This pipeline attempts to calculate the pearson correlation between APOBEC_MutLoad_MinEstimate and mRnaseq data of each gene across samples to determine if the APOBEC_MutLoad_MinEstimate also result in differential expressions.
The correlation coefficients in 10, 20, 30, 40, 50, 60, 70, 80, 90 percentiles are -0.091, -0.0558, -0.03001, -0.0077, 0.0131, 0.03478, 0.0571, 0.08304, 0.1193, respectively.
Number of samples used for the calculation are shown in Table 1. Figure 1 shows the distribution of calculated correlation coefficients and quantile-quantile plot of the calculated correlation coefficients against a normal distribution. Table 2 shows the top 20 genes ordered by the value of correlation coefficients.
Table 1. Counts of mRNAseq and number of samples in APOBEC_MutLoad_MinEstimate and expression data sets and common to both
Category | APOBEC_MutLoad_MinEstimate | Expression | Common |
---|---|---|---|
Sample | 177 | 501 | 177 |
Figure 1. Summary figures. Left: histogram showing the distribution of the calculated correlations across samples for all Genes. Right: QQ plot of the calculated correlations across samples. The QQ plot is used to plot the quantiles of the calculated correlation coefficients against that derived from a normal distribution. Points deviating from the blue line indicate deviation from normality.

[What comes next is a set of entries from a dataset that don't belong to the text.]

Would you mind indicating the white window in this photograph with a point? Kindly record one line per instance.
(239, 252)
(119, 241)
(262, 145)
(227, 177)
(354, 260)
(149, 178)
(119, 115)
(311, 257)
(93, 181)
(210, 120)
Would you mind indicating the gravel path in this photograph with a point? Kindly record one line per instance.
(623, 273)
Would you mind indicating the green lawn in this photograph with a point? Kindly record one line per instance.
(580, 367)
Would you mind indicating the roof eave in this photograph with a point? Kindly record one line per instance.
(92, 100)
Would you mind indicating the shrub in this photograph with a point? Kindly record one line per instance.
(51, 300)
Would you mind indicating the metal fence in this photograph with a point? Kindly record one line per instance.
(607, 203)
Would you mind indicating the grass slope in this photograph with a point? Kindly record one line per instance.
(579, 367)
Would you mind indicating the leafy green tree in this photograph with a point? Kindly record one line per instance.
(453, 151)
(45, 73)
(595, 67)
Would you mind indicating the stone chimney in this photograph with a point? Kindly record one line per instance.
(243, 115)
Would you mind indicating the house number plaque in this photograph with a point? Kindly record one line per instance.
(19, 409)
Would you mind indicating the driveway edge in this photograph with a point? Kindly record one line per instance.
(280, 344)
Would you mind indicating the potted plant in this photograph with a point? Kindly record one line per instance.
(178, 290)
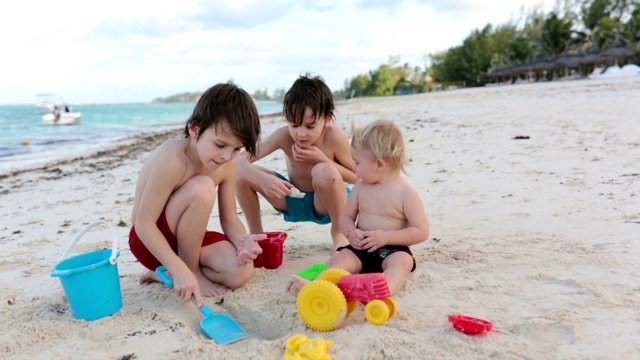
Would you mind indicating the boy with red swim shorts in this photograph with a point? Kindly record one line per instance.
(177, 188)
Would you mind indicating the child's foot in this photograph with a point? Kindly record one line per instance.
(295, 284)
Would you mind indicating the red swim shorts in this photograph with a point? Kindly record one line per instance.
(144, 255)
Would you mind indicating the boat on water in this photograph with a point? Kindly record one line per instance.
(58, 111)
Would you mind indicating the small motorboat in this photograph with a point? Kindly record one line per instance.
(58, 112)
(63, 118)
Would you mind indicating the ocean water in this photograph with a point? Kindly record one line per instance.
(26, 140)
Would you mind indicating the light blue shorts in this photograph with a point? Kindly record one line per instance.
(302, 209)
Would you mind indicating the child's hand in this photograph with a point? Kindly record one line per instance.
(311, 155)
(276, 187)
(186, 285)
(374, 240)
(249, 248)
(355, 238)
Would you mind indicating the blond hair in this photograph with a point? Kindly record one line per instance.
(384, 139)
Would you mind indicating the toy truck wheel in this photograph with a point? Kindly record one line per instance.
(332, 275)
(377, 312)
(322, 305)
(393, 306)
(352, 306)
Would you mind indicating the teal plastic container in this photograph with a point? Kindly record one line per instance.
(91, 281)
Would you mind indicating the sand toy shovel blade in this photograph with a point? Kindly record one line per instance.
(221, 328)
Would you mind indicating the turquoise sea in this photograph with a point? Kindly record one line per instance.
(99, 125)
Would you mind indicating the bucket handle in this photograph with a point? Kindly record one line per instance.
(114, 251)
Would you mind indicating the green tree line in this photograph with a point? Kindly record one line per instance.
(571, 26)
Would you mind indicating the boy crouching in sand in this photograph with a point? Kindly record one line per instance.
(389, 213)
(176, 191)
(318, 163)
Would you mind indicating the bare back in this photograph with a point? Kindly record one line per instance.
(166, 170)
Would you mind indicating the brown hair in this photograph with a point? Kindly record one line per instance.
(384, 139)
(228, 102)
(309, 91)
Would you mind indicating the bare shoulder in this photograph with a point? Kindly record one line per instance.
(335, 134)
(167, 159)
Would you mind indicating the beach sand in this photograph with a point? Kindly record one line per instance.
(532, 192)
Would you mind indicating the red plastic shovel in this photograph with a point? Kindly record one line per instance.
(470, 325)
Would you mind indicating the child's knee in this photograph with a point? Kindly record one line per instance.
(239, 277)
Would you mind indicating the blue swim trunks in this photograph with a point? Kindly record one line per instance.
(303, 209)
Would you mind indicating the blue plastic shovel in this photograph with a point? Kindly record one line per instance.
(222, 328)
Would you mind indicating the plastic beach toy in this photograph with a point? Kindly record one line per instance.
(470, 325)
(312, 272)
(221, 328)
(324, 303)
(272, 249)
(301, 347)
(91, 280)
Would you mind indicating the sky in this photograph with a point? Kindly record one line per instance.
(123, 51)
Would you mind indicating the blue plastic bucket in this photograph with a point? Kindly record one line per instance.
(91, 281)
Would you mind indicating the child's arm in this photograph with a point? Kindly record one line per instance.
(343, 160)
(230, 223)
(348, 218)
(417, 229)
(270, 184)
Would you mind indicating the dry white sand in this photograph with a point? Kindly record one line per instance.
(535, 235)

Table 2. Get Full Table Top 20 genes ranked by correlation coefficients
geneID | cor | p-value | q-value |
---|---|---|---|
TSPYL6|388951 | 0.5781 | 2.98381297447747e-08 | 0.000552423134094759 |
C11orf86|254439 | 0.4779 | 2.50474980545423e-05 | 0.0662470541402566 |
SLC10A1|6554 | 0.4159 | 2.05020617163321e-05 | 0.0632625284360286 |
FAM75C1|441452 | 0.4083 | 0.000894303331782531 | 0.367936264102706 |
ATP4B|496 | 0.4056 | 0.000801333902122892 | 0.362553969104832 |
ALPP|250 | 0.3571 | 5.86888532749796e-06 | 0.0362188476510991 |
OLFM4|10562 | 0.3512 | 3.48935851168797e-06 | 0.0323009917426955 |
C11orf85|283129 | 0.3425 | 0.00688754967740124 | 0.579950713666998 |
CYP4F8|11283 | 0.3394 | 0.0148429297342312 | 0.645632246523302 |
CGA|1081 | 0.3345 | 0.00242376193145444 | 0.476423030323529 |
AMAC1|146861 | 0.3274 | 0.00827759667052819 | 0.593874537637112 |
C20orf141|128653 | 0.3272 | 0.00345293134324942 | 0.532729757407665 |
INHA|3623 | 0.3265 | 9.76297271670923e-06 | 0.0451879192192887 |
TRIM17|51127 | 0.316 | 1.83494550967112e-05 | 0.0632625284360286 |
C8G|733 | 0.313 | 4.02855914163336e-05 | 0.09323092993525 |
LCE5A|254910 | 0.3046 | 0.00979684226331745 | 0.596182849930428 |
OR1F1|4992 | 0.3028 | 0.00285761779867921 | 0.497923409941477 |
THRSP|7069 | 0.2994 | 0.00774556144293648 | 0.585994538325235 |
GPR78|27201 | 0.2975 | 0.0233062458127198 | 0.683193044987412 |
TMED1|11018 | 0.2969 | 5.99622199286554e-05 | 0.123348948862125 |
Gene level (TCGA Level III) mRNAseq expression data and APOBEC_MutLoad_MinEstimate derived by Mutation_APOBEC pipeline were used to do this analysis. Pearson correlation coefficients were calculated for APOBEC_MutLoad_MinEstimate and each gene across all the samples that were common.
Pearson correlation with pairwise.complete.obs was used to do this analysis.